Applied Statistical Methods - Exercise 11

Author

Peter von Rohr

Published

May 20, 2024

Problem 1: Animal Model

Use the same dataset as in Exercise 10 for the sire model and predict breeding values for all animals in the dataset using an animals model. The dataset is available at

https://charlotte-ngs.github.io/asmasss2024/data/asm_ped_sim_data.csv

Hints

The variance component $\sigma_u^2$ of the sire effect can be assumed to be $9$.
The variance component $\sigma_e^2$ of the random resiudals is $36$.
Sex is modelled as a fixed effect.
The inverse sire relationship matrix can be computed using the function getAInv() from the pedigreemm package.

Solution

Specify the model

\[y = ... + ... + ...\]

with vectors

$y$ of length $n$ containing known phenotypic observations
$b$ of length $p$ containing unknown fixed effects
$u$ of length $q$ containing unknown random breeding values for all animals
$e$ of length $n$ containing unknown random residuals

Known design matrices

$X$ of dimension $n\times p$ linking fixed effects to observations and
$Z$ of dimension $n\times q$ linking random breeding values to observations

The expected values and co-variance matrices of the random effects are

\[E\left[\begin{array}{c} y \\ u \\ e \end{array}\right] = \left[\begin{array}{c} ... \\ ... \\ ... \end{array}\right]\]

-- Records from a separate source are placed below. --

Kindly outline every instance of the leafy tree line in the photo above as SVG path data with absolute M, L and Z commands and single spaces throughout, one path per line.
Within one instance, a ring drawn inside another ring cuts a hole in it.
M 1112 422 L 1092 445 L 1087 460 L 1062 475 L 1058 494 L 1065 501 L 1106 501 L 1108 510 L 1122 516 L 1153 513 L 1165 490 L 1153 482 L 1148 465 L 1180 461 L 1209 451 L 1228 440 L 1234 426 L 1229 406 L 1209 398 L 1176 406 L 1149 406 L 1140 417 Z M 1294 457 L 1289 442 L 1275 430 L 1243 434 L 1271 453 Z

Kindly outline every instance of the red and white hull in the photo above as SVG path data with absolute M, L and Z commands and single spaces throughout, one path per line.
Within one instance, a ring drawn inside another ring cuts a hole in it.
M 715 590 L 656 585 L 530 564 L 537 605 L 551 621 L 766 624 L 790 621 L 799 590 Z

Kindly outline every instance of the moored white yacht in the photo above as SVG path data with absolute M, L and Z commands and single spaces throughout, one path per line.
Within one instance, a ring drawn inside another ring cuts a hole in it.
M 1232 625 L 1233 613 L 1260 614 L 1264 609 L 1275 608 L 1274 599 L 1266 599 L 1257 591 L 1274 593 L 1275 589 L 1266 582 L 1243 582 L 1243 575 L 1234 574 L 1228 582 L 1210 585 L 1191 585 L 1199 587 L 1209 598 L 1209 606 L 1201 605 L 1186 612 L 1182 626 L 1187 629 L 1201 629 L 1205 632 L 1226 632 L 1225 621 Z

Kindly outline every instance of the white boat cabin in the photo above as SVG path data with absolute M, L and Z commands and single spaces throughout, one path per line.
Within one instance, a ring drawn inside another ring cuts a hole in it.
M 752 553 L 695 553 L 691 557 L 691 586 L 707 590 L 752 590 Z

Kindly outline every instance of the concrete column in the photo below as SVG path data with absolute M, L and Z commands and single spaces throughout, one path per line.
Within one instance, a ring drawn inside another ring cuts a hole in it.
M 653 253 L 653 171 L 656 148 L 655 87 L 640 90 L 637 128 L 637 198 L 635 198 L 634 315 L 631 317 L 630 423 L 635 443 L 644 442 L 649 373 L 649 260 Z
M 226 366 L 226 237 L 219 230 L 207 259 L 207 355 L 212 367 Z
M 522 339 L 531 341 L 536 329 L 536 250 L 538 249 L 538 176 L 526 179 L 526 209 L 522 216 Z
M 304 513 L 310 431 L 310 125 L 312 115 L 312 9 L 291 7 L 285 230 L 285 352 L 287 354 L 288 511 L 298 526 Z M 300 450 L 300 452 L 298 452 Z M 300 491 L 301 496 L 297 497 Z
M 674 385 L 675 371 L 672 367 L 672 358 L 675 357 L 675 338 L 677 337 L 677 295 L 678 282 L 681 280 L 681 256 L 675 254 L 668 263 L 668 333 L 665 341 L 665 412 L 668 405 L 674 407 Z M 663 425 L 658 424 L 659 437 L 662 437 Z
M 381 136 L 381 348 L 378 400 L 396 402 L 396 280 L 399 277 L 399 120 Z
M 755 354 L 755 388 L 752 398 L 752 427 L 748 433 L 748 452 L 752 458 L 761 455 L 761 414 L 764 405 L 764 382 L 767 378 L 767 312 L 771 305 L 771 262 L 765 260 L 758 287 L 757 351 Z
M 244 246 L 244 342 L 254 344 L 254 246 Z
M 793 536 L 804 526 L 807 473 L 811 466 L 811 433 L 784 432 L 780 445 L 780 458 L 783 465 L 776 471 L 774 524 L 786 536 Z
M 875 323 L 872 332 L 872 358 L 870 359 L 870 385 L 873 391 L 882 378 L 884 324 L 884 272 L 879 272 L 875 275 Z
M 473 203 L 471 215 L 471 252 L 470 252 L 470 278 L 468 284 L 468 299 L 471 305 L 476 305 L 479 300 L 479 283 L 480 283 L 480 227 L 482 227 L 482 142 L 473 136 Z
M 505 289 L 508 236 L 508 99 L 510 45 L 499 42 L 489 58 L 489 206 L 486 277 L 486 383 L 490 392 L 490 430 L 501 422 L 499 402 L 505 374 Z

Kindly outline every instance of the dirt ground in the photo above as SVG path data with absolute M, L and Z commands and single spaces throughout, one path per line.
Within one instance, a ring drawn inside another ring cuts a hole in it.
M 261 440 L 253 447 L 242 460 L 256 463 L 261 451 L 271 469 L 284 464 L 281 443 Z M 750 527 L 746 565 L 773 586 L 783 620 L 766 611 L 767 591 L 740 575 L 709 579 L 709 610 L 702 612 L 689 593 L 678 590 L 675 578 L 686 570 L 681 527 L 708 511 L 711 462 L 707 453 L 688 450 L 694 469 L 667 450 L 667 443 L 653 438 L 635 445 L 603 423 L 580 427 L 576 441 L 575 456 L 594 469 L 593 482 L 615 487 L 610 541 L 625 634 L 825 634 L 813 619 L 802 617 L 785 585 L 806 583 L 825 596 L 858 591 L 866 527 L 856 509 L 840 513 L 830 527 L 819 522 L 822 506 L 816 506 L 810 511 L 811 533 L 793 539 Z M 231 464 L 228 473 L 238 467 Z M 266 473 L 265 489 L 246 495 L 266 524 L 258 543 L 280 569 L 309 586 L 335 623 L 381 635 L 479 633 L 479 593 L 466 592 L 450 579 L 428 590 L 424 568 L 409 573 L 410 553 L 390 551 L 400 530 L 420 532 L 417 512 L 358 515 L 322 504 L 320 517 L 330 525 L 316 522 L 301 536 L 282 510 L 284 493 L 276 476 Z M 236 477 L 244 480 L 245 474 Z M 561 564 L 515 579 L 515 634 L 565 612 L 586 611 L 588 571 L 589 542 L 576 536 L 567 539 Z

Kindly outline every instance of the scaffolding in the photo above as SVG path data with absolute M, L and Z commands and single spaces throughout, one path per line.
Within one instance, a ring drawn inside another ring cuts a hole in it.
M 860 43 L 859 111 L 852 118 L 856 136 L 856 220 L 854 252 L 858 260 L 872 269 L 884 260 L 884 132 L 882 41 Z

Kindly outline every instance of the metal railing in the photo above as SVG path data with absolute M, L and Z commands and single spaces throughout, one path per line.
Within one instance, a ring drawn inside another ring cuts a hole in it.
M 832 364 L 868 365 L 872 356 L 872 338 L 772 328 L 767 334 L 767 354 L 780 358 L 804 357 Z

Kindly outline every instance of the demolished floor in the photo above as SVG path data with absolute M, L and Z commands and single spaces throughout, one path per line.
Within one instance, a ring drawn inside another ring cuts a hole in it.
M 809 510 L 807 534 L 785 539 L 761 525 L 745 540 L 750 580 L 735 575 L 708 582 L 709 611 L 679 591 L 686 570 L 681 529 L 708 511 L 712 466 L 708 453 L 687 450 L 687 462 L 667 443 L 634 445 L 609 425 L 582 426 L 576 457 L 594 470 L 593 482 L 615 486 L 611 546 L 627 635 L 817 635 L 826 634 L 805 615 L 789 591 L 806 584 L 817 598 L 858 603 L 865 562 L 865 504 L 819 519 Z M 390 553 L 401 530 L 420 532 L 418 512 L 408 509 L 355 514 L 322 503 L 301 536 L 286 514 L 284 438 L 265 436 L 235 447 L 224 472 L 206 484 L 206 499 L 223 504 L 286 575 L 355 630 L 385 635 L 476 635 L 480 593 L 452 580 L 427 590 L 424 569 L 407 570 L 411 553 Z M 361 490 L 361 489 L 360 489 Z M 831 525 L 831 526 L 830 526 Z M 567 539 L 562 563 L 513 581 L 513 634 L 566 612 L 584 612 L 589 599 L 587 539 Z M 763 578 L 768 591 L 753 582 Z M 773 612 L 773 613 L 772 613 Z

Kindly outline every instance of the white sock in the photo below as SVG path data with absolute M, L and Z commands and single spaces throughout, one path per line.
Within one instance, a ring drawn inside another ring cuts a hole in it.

\[var\left[\begin{array}{c} y \\ u \\ e \end{array}\right] = \left[\begin{array}{ccc} ... & ... & ...\\ ... & ... & ...\\ ... & ... & ... \end{array}\right]\]

with $R = … $, $G = … $ and $V = … $.

Read the data

Inverse Numerator Relationship Matrix

Setup mixed model equations

\[ \left[ \begin{array}{cc} ... & ... \\ ... & ... \end{array} \right] \left[ \begin{array}{c} ... \\ ... \end{array} \right] = \left[ \begin{array}{c} ... \\ ... \end{array} \right] \]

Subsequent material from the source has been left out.